# black diamond/beauty killing snails?



## nanous (Mar 19, 2013)

My nails seem to be suffering with my black diamond substrate...

Never had this problem before, and they're doing fine in my other tank. I see them keeled over with the particles stuck on them... has anyone else noticed this?


----------



## Wasserpest (Jun 12, 2003)

Well... it is abrasive media, used for sandblasting. I would not be entirely surprised if it would cut them up over time, so to speak.


----------



## mfurufuru (Mar 20, 2012)

What kind of snails? MTS? Nerite?


----------



## FlyingPleco (Jun 29, 2011)

I've had mystery snails in it in the past, raised a colony of MTS in it, and currently have 3 nerites in a 30 gal with it. I can't imagine how it would hurt them with the layer is slime on their foot.


----------



## Nubster (Aug 9, 2011)

I've has as many as 6 tanks all with Black Diamond and MTS running at once...plenty of full grown snails in the tanks so I'd say it hasn't affected them.


----------



## darthmilmo (Feb 19, 2013)

There are different grades of blackdiamond... did you buy one of the sharper varieties? I went with the smallest grade 80. It looks like sand.
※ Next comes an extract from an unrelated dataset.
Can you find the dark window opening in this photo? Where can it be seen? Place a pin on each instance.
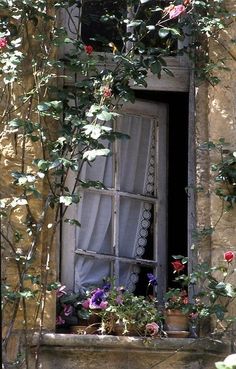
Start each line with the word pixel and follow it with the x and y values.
pixel 177 175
I have a few mts in there that are doing great.


----------



## nanous (Mar 19, 2013)

pink apple, pond, some unknowns

all i could find was 20/40... wishing i had ordered a finer grain.

lots of people report using 20/40 with good results though


----------



## Warlock (Feb 28, 2012)

My pest snails seem to be thriving jus fine in my bdg


----------



## darthmilmo (Feb 19, 2013)

I have the 80 grade and it's fine as sand.


----------



## nanous (Mar 19, 2013)

warlock, what grit?


----------



## Warlock (Feb 28, 2012)

nanous said:


> warlock, what grit?


from Tractor Supply.. pretty sure it was 20/40 and the one from NORTHERN TOOLS was finer.. 30/60.. 

i returned the NORTHERN TOOLS black diamond


----------



## AirstoND (Jun 17, 2011)

Snails suffering from sharp substrates:hihi:

Say that seven simes

It's probably low alkalinity or hardness.


----------



## m00se (Jan 8, 2011)

Yep. My snails thrive in 20-40 grit. Calcium!


----------



## nanous (Mar 19, 2013)

How are you all maintaining appropriate calcium levels?


----------



## AirstoND (Jun 17, 2011)

nanous said:


> How are you all maintaining appropriate calcium levels?


 
river rocks or cuddlebone


----------



## Borikuan (Jun 4, 2012)

Some say to drop a tums in there every once in a while.


----------



## nanous (Mar 19, 2013)

snails are proliferating again, not sure what caused them to die in the first place.

added an HOB with pond stones, as well as brought up the hardness with ph regulator.


----------